From: Tejun Heo <tj-DgEjT+Ai2ygdnm+yROfE0A@public.gmane.org>
To: Kent Overstreet <koverstreet-hpIqsD4AKlfQT0dZR+AlfA@public.gmane.org>
Cc: linux-bcache-u79uwXL29TY76Z2rM5mHXA@public.gmane.org,
linux-kernel-u79uwXL29TY76Z2rM5mHXA@public.gmane.org,
dm-devel-H+wXaHxf7aLQT0dZR+AlfA@public.gmane.org,
vgoyal-H+wXaHxf7aLQT0dZR+AlfA@public.gmane.org,
mpatocka-H+wXaHxf7aLQT0dZR+AlfA@public.gmane.org,
bharrosh-C4P08NqkoRlBDgjK7y7TUQ@public.gmane.org,
Jens Axboe <axboe-tSWWG44O7X1aa/9Udqfwiw@public.gmane.org>
Subject: Re: [PATCH v6 07/13] block: Avoid deadlocks with bio allocation by stacking drivers
Date: Fri, 24 Aug 2012 13:28:55 -0700 [thread overview]

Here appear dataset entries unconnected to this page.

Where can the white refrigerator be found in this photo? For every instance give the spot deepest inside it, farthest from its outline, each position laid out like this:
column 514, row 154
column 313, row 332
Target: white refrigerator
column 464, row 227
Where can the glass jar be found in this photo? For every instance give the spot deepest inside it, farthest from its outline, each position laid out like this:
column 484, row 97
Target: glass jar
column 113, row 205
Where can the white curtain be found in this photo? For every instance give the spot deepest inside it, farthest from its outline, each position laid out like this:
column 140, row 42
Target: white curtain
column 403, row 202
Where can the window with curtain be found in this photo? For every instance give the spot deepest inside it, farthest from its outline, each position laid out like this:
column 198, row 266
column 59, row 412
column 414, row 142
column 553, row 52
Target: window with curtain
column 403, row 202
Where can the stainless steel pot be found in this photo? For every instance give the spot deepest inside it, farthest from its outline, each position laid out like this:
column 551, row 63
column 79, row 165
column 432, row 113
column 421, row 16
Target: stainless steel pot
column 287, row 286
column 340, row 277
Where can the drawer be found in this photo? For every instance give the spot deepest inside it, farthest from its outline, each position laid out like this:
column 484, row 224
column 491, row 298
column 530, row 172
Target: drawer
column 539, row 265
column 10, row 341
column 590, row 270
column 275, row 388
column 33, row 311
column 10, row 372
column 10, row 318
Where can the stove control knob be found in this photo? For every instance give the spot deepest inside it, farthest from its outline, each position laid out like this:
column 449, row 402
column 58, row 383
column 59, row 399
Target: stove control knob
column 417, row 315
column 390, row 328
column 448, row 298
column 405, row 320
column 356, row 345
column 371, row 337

Message-ID: <20120824202855.GE21325@google.com> (raw)
In-Reply-To: <20120824055554.GC11977-jC9Py7bek1znysI04z7BkA@public.gmane.org>
Hello,
On Thu, Aug 23, 2012 at 10:55:54PM -0700, Kent Overstreet wrote:
> > Why aren't we turning off __GFP_WAIT instead? e.g. What if the caller
> > has one of NUMA flags or __GFP_COLD specified?
>
> Didn't think of that. The reason I did it that way is I wasn't sure if
> just doing &= ~__GFP_WAIT would be correct, since that would leave
> __GFP_IO|__GFP_FS set.
Using the appropriate __GFP_IO/FS flags is the caller's
responsibility. The only thing bioset needs to worry and take action
about here is __GFP_WAIT causing indefinite wait in mempool.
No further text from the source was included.